Come abbiamo visto, la forma richiede, come materia più adatta al dramma, l’uomo tragico. Ora possiamo circoscrivere esattamente (cosa possibile solo sul piano formale) l’essenza dell’uomo drammatico guardando a taluni tipi umani importanti. Da un punto di vista formale: l’uomo che sta ancora sviluppandosi, che è ancora in cammino verso qualcosa, o nel quale lo sviluppo è la vita stessa (Goethe), non può essere drammatico; e per il semplice motivo che tutti i singoli avvenimenti per lui possono essere soltanto uno stadio, un episodio. A non parlare, poi, della inesprimibilità tecnica dello sviluppo, vale a dire: essendo le parti più importanti di tale sviluppo spostamenti interiori, esclusivamente psicologici, non possono essere espressi in un dramma. E tale impossibilità, mi sembra, risulta a priori da quanto abbiamo stabilito in precedenza. Né può essere drammatico il sapiente per il quale ogni cosa è solo un sintomo, cosicché le azioni non lo obbligano a nulla, per il quale tutti i singoli avvenimenti – per una ragione e in una prospettiva diverse dal caso precedente – sono ugualmente semplici episodi e per il quale tutto il senso della vita, ammesso che lo consideri esprimibile, non potrà mai rivelarsi in un’azione. Allo stesso modo è escluso dal dramma l’uomo integralmente religioso, in quanto solo la rozza violenza esteriore può schiacciarlo, ma – esattamente come per il sapiente – con la morte non finisce la sua vita, la morte per lui non è una conclusione, non è una tragedia.

Sono questi i limiti superiori dell’uomo tragico. Il limite inferiore è più facile da tracciare. Da un lato è necessario qui un grado tale di intelligenza e capacità espressiva, da rendere possibile che il conflitto sia espresso nella forma del dialogo. (Ad esempio, la tragedia infantile di C. F. Meyer non è mai riuscita ad essere drammatica). Dall’altro lato è necessaria un’etica – anche se soltanto soggettiva, o sofistica, magari sarà la sofistica di una grande passione – a un grado tale da far sì che il personaggio si esprima attraverso atti e che se ne senta autore, e non strumento del caso a cui far risalire la responsabilità degli avvenimenti; che egli non vada semplicemente a passeggio attraverso gli avvenimenti, senza sentirli come vincolanti e caratterizzanti nei propri confronti.

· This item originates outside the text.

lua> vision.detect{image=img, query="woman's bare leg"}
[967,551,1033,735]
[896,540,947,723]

La situazione riceve un contenuto determinato dalla unione della sua irrisolvibilità e dal suo simbolismo. Questo vuol dire che, per un pieno effetto drammatico, non solo le circostanze concrete di quel dato caso devono essere tali da rendere inimmaginabile una via d’uscita, ma inoltre che queste circostanze devono significare tutte le circostanze simili. È necessario, dunque, che per quel conflitto – ora inteso in senso astratto – non vi sia nessun’altra soluzione possibile. Senza un tale impostazione, tutto sarà provocato in ultima analisi dall’azione del caso. Ma anche il caso deve essere eliminato dal dramma quando diventa metafisico, quando l’intero mondo del dramma è percorso dalla credenza che sul mondo dominano le casualità, che l’essenza della vita consiste nel dominio delle casualità sugli uomini. Tutti i drammi di tendenza sono privi di drammaticità appunto per tale ragione. Cioè, non solo perché il dramma di tendenza non termina con la sua conclusione, anzi è proprio questo il momento d’inizio, ma perché il fatto scelto dal dramma di tendenza, il conflitto in cui esso esprime i suoi principi morali e politici, può eventualmente essere molto generale, ma mai definitivamente risolto, del tutto concluso. Infatti, se il conflitto (la tragedia) fosse completamente irrisolvibile, lo scopo della lezione perderebbe il suo senso. Quando però resta aperta anche solo una strada per una soluzione diversa, va perduta la possibilità della coerenza. La soluzione drammatica diventa del tutto arbitraria: laddove esistono due soluzioni, il loro numero può essere aumentato a piacimento.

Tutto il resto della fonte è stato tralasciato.